Yesterday, the US Census Bureau released its annual data on income, poverty and health insurance coverage. This kicks off the one week every year when we can absolutely count on a veritable frenzy of stories and headlines about poverty. The other fifty-one weeks? Not so much.
As Hannah Mathews, director of childcare and early education at CLASP, puts it, “As is tradition on ‘poverty day,’ journalists, advocates and politicians alike will express outrage for the dismal poverty statistics…. But by week’s end, it’s far too likely that the poor among us will have fallen out of consciousness.”
Nevertheless, there were definitely some great materials released by antipoverty advocates and experts yesterday that deserve attention.

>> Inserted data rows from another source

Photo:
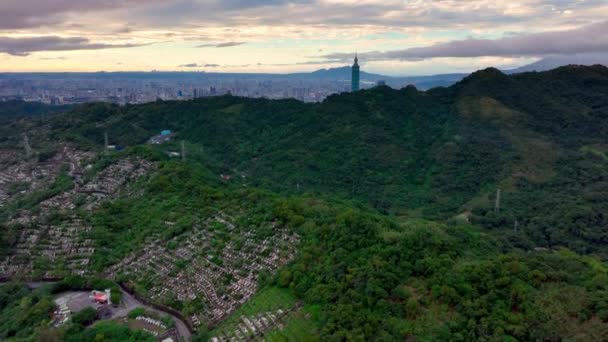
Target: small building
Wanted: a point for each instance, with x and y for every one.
(100, 297)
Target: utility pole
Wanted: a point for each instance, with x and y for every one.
(183, 151)
(497, 203)
(26, 146)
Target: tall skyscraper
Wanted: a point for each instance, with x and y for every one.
(355, 76)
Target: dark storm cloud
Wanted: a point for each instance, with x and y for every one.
(19, 14)
(25, 46)
(590, 38)
(221, 45)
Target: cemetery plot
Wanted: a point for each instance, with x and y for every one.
(52, 239)
(211, 270)
(266, 311)
(20, 176)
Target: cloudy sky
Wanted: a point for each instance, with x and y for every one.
(397, 37)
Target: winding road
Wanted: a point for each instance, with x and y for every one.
(128, 303)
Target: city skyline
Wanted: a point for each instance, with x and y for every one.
(278, 36)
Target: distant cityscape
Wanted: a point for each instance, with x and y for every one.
(141, 87)
(133, 88)
(70, 90)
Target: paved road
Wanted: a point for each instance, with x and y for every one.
(128, 303)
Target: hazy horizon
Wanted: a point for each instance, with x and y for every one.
(283, 36)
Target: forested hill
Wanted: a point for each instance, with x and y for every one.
(538, 137)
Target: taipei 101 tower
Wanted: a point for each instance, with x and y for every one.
(355, 75)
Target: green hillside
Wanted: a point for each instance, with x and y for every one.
(387, 199)
(539, 137)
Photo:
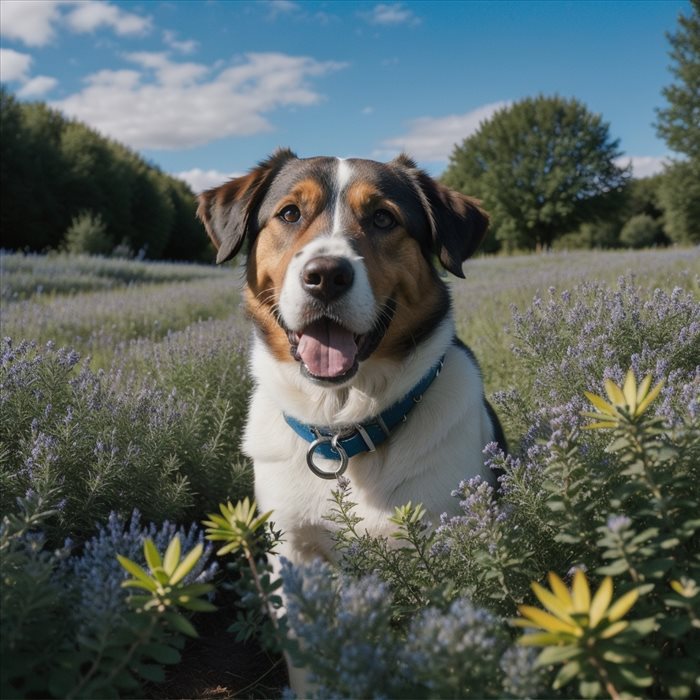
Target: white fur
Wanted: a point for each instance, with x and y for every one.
(343, 174)
(425, 459)
(357, 307)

Below is just a small sample.
While the headlines will read that the poverty rate held steady, the most important takeaways for me from the new data are these: we need to stop looking at poverty as a separate phenomenon from the rest of the economy—an economy with a proliferation of low-wage jobs and a weak and inequitable recovery; and we especially need to stop viewing those who live in poverty as suffering from some sort of character flaw, as opposed to paying the heaviest price for our skewed priorities and choices.
Finally, a quick glance at the numbers emphasizes just how easily poverty could grow significantly worse with some of the cuts to the safety net that are currently being proposed.
Friday, I’ll post a video of interviews with people for whom the new Census numbers are not newsworthy at all—because they are living in poverty, and don’t need the data in order to explain just how difficult it is to rise out of it. Until then, here are some key numbers that describe poverty in American in 2011:
Poverty remained flat: 46.2 million people—15 percent of the population—lived on less than $23,021 annually for a family of four.